Lembrei-me desta, por causa do dia dos gatos.
- Este gajo não canta nada.
- Não sejas bruto, canta muito bem.
- Achas? Parece um gato assanhado!
- Aquilo é uma técnica.
- Uma técnica, para cantar assim? Não me lixes!
- Sim, muitos cantores usam esta técnica.
- E os gatos também, para chamar as gatas.
Eu ouvi tudo, mas não disse nada. Como gosto de gatos, fiquei caladinho.
Que nem um rato.
Rita Redshoes disse, no Jornal 2 da RTP, que, durante muito tempo, ficava incomodada com o facto de evocarem, repetidamente, a sua beleza. Sentia que o seu trabalho era desvalorizado. Lena d'Água também disse que "era tão gira, que as pessoas só falavam de mim e esqueciam-se da música".

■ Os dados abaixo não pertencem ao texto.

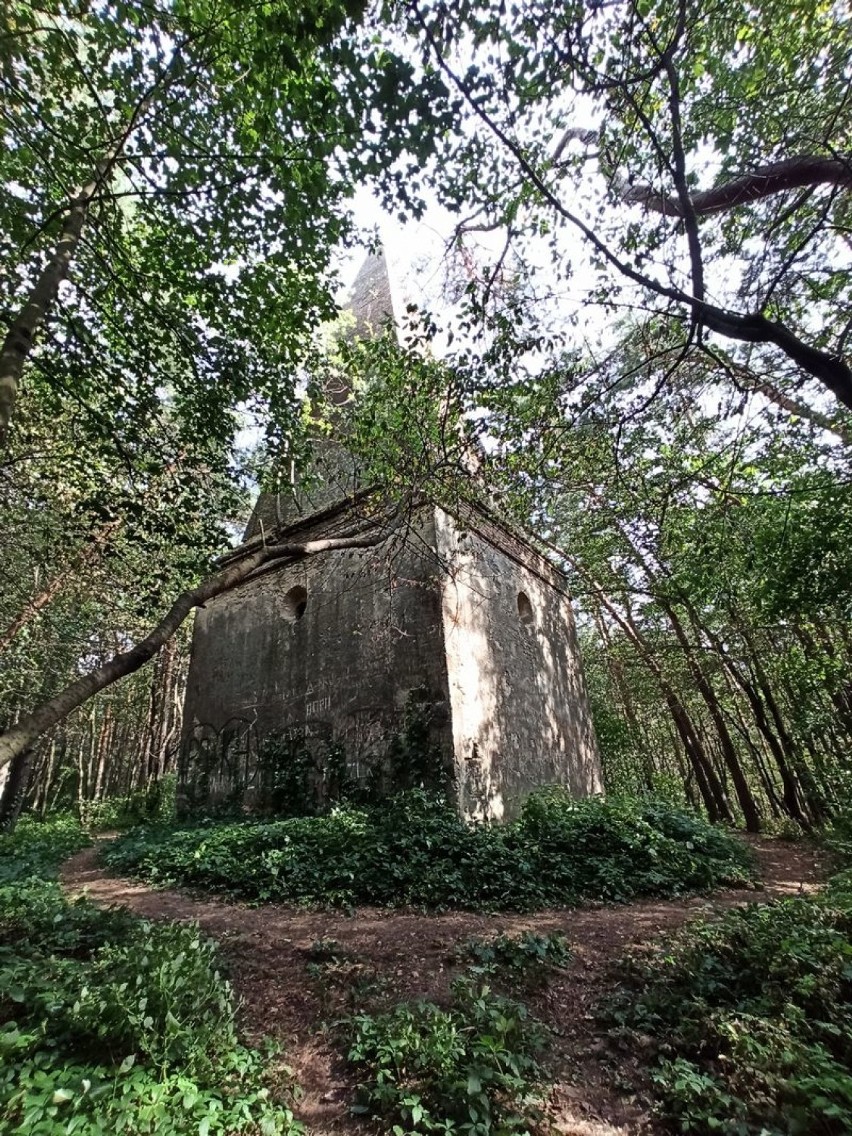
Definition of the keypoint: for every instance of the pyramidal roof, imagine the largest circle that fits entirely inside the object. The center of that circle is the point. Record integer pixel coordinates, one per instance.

Uma semana depois, o Festival da Eurovisão continua na minha cabeça. Apesar das explosões de luz e cor, e de todos os excessos de botox, silicone, laca, maquilhagem, tatuagens, cabeleiras, purpurinas, lantejoulas e bailarinos, a verdade é que (pasme-se!) havia ali canções. A nossa, por exemplo, é muito boa. A minha preferida - a francesa "Voilá" - é um arrepio. O cantor suíço é muito interessante. E, mesmo, a canção italiana - que me tinha parecido, apenas, um glam/hard rock estereotipado - cresceu com as audições seguintes.
Curiosamente, poucos repararam na canção da Bélgica ("The Wrong Place"), que me tem acompanhado por estes dias. Os Hooverphonic são uma banda muito respeitável, que teve algum sucesso na segunda metade dos anos 90. São contemporâneos e próximos de bandas como os Portished, Air ou Goldfrapp. Bandas que misturavam uma certa pop dos anos 60; com bandas sonoras de John Barry ou Ennio Morricone; uns toques de dub, jazz, bossa nova e easy listening; e o recurso a ritmos hip-hop, eletrónica e "samples". Por estes dias, tenho andado a (re)ouvir os Hooverphonic e arredores. Nunca pensei que o fizesse, por causa do Festival da Eurovisão. E a canção é muito boa. Terá sido a canção certa para o local errado?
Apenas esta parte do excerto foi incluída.